Anyway, the job is going well and my question is: Since I am already working at a union shop, if I am accepted into the apprenticeship program is it likely that I will get to start working on jobsites sooner than the May,June,July that I was quoted? I want to get out of my parents hair and get my own place so it would be great if I could start making apprentice wages sooner.

Also I am trying to prepare for the interview and I need to come up with some good questions to ask the committe, I understand that it is not good for the applicant to ask questions about benefits and wages unless the interviewer starts that sort of conversation - is there any appropriate way I could ask if I would start my OJT a bit sooner because I am already employed by a union contractor?


----------



## erics37 (May 7, 2009)

NitroTurkey said:


> So I have my interview for the apprenticeship next week, when I took my test the man that administered the exam told us that if we were accepted after the interviews that would would probably start working in May, June, or July. I got a job with a union contractor a few weeks ago working in the shop ( mostly I load/unload trailers, vans, trucks and pickup/deliver parts at suppliers and jobsites ) .
> 
> Anyway, the job is going well and my question is: Since I am already working at a union shop, if I am accepted into the apprenticeship program is it likely that I will get to start working on jobsites sooner than the May,June,July that I was quoted? I want to get out of my parents hair and get my own place so it would be great if I could start making apprentice wages sooner.
> 
> Also I am trying to prepare for the interview and I need to come up with some good questions to ask the committe, I understand that it is not good for the applicant to ask questions about benefits and wages unless the interviewer starts that sort of conversation - is there any appropriate way I could ask if I would start my OJT a bit sooner because I am already employed by a union contractor?

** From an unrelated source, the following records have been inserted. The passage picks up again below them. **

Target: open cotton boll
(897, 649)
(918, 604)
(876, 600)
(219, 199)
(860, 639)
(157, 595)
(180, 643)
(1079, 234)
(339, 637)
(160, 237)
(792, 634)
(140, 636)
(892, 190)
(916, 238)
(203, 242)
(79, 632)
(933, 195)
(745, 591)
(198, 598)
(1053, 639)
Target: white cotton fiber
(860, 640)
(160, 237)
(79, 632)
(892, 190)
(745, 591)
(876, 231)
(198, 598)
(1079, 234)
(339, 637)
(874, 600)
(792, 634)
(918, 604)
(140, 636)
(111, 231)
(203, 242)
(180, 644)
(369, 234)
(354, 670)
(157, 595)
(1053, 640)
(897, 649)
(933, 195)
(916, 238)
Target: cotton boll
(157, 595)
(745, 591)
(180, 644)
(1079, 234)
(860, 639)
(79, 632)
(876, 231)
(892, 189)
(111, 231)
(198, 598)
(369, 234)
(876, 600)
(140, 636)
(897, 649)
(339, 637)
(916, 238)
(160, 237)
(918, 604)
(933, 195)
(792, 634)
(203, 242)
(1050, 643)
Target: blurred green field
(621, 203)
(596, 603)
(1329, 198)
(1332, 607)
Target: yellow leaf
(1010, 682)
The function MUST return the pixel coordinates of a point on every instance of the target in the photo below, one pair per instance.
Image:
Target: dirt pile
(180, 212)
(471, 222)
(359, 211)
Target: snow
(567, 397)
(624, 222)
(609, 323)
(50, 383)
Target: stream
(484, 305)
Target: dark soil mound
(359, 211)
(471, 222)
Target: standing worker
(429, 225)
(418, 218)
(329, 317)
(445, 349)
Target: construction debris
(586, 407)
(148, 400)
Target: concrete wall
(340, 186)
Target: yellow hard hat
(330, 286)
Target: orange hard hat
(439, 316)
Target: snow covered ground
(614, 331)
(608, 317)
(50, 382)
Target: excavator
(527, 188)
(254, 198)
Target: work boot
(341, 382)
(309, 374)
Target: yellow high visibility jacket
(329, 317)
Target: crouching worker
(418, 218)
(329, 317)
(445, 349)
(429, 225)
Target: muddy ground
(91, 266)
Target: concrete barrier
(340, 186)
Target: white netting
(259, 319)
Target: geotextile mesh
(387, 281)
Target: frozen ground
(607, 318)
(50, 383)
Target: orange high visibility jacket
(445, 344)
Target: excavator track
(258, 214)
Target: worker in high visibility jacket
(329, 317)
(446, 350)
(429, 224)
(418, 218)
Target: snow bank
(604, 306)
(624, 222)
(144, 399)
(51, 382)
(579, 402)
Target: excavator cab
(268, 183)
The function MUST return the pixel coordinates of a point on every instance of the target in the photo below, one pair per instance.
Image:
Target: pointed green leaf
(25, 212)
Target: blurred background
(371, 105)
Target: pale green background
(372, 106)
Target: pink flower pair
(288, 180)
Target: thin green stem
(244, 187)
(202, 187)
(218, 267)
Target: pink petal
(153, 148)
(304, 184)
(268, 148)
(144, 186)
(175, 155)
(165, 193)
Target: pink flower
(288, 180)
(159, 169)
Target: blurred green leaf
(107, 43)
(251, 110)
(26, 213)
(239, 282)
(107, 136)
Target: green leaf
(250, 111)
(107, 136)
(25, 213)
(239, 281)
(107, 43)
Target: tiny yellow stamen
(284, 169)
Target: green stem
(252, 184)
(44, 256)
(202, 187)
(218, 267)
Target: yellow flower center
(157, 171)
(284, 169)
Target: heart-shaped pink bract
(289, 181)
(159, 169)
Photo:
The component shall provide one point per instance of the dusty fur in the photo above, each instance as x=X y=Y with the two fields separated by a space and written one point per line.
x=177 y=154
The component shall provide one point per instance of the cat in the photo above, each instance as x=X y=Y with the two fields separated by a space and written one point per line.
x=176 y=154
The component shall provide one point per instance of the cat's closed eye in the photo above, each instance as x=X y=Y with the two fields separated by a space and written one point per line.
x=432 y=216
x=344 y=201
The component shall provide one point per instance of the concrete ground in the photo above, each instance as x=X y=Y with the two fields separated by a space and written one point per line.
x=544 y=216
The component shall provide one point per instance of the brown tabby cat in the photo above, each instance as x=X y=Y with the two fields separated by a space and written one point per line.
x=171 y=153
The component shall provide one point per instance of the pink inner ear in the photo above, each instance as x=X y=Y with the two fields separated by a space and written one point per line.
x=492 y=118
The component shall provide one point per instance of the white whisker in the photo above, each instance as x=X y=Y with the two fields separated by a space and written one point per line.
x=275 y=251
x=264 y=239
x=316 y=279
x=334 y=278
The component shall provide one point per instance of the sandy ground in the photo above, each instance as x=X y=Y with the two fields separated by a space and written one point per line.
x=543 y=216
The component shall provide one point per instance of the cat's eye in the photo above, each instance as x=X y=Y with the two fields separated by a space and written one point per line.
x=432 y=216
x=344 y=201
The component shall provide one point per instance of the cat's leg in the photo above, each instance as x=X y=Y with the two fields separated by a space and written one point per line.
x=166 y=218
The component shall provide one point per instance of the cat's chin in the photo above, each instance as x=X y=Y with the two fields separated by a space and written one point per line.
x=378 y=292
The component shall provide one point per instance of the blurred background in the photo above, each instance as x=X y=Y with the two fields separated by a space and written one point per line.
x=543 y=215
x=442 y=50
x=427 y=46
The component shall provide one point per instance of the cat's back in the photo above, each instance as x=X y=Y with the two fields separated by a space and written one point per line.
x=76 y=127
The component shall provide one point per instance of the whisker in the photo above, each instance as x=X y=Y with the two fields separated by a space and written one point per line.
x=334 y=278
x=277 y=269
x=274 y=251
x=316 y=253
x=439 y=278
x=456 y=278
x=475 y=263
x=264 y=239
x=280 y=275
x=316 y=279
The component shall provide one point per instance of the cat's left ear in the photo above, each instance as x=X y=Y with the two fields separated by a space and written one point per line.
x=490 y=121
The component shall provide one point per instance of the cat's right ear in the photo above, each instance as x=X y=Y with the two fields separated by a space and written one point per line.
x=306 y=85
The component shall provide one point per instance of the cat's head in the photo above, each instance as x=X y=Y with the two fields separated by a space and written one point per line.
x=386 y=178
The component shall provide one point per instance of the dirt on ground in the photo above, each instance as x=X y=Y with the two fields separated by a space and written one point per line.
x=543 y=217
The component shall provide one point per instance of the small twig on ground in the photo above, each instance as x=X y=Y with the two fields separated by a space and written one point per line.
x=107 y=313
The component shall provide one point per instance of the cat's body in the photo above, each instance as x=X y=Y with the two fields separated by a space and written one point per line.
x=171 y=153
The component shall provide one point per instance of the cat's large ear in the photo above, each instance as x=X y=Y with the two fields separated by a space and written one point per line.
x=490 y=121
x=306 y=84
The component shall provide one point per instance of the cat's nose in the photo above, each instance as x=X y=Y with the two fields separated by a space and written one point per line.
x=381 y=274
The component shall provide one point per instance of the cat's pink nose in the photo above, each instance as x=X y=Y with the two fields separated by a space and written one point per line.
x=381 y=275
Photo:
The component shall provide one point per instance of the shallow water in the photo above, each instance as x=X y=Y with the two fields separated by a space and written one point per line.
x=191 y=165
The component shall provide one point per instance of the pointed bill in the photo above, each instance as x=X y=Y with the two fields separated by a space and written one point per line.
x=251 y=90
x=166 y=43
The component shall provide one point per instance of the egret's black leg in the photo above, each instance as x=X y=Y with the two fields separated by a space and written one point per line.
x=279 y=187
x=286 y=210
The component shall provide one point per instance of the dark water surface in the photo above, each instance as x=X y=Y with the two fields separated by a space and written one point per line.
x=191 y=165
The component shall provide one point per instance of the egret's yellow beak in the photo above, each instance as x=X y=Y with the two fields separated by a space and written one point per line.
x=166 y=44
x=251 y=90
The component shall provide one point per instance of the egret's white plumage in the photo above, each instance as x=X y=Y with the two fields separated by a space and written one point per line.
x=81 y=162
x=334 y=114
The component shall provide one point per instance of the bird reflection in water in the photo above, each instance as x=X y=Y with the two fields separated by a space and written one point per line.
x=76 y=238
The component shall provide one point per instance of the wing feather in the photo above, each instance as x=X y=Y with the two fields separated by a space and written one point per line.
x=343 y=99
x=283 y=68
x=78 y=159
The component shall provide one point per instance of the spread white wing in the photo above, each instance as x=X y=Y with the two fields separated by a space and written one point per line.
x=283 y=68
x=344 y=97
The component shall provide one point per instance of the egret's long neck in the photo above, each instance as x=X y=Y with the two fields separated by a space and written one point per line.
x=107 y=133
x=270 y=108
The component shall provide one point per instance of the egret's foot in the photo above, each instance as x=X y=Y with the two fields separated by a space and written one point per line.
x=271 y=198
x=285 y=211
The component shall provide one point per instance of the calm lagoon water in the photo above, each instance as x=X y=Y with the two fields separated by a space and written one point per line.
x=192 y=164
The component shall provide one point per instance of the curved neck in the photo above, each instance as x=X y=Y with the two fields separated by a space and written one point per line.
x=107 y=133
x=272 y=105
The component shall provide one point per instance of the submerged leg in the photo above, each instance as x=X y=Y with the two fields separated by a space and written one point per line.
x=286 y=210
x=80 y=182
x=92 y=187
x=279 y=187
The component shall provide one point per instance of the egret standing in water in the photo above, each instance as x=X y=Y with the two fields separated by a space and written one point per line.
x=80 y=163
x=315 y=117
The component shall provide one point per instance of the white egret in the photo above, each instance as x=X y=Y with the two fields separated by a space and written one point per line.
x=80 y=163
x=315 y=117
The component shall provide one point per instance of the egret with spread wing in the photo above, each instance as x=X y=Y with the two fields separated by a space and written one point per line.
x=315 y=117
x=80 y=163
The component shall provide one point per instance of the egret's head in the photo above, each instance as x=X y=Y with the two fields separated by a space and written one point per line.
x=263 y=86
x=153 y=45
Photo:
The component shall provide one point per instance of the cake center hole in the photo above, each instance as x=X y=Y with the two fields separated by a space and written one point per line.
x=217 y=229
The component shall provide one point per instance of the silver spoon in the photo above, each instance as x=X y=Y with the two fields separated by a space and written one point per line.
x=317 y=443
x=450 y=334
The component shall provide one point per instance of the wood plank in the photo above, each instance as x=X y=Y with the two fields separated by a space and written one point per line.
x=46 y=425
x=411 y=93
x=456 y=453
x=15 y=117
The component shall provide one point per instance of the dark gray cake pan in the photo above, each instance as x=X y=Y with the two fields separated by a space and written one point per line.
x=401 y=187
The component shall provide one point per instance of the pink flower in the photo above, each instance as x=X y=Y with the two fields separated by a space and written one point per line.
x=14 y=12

You can expect to put in some time being the shop boy for a while. Don't get your panties in a bunch trying to get a few months ahead of the game. When May rolls around, THEN start getting on someone's case about getting in the apprenticeship.

As far as the interview, I don't recall having the opportunity to ask questions, I only answered them. But if you do, ask them what kind of initiative they would like to see a 1st term apprentice take, and what kind of things they'd like to see you do automatically if your journeyman or foreman just tells you to "keep yourself busy" and doesn't assign you a specific task.


----------



## brian john (Mar 11, 2007)

While I cannot speak for your local, do not expect any logic, compassion or caring about your personal delimena from the hall. They live and usually die by arcane rules that often defy logic. 

But having said that ASK someone.


----------



## leland (Dec 28, 2007)

NitroTurkey said:


> So I have my interview for the apprenticeship next week, when I took my test the man that administered the exam told us that if we were accepted after the interviews that would would probably start working in May, June, or July. I got a job with a union contractor a few weeks ago working in the shop ( mostly I load/unload trailers, vans, trucks and pickup/deliver parts at suppliers and jobsites ) .
> 
> Anyway, the job is going well and my question is: Since I am already working at a union shop, if I am accepted into the apprenticeship program is it likely that I will get to start working on jobsites sooner than the May,June,July that I was quoted? I want to get out of my parents hair and get my own place so it would be great if I could start making apprentice wages sooner.
> 
> Also I am trying to prepare for the interview and I need to come up with some good questions to ask the committe, I understand that it is not good for the applicant to ask questions about benefits and wages unless the interviewer starts that sort of conversation - is there any appropriate way I could ask if I would start my OJT a bit sooner because I am already employed by a union contractor?



WOW!! Awesome topic !!! Shed some light !!!

All union- better wage- better way of life -

UNLESS- You are the 'shop boy'.



I would think, That if you are the 'shop boy' you should at least be making minimum laborer rate. Not 'dreaded private sector peon' rate.
If not, bring it up to the laborers local.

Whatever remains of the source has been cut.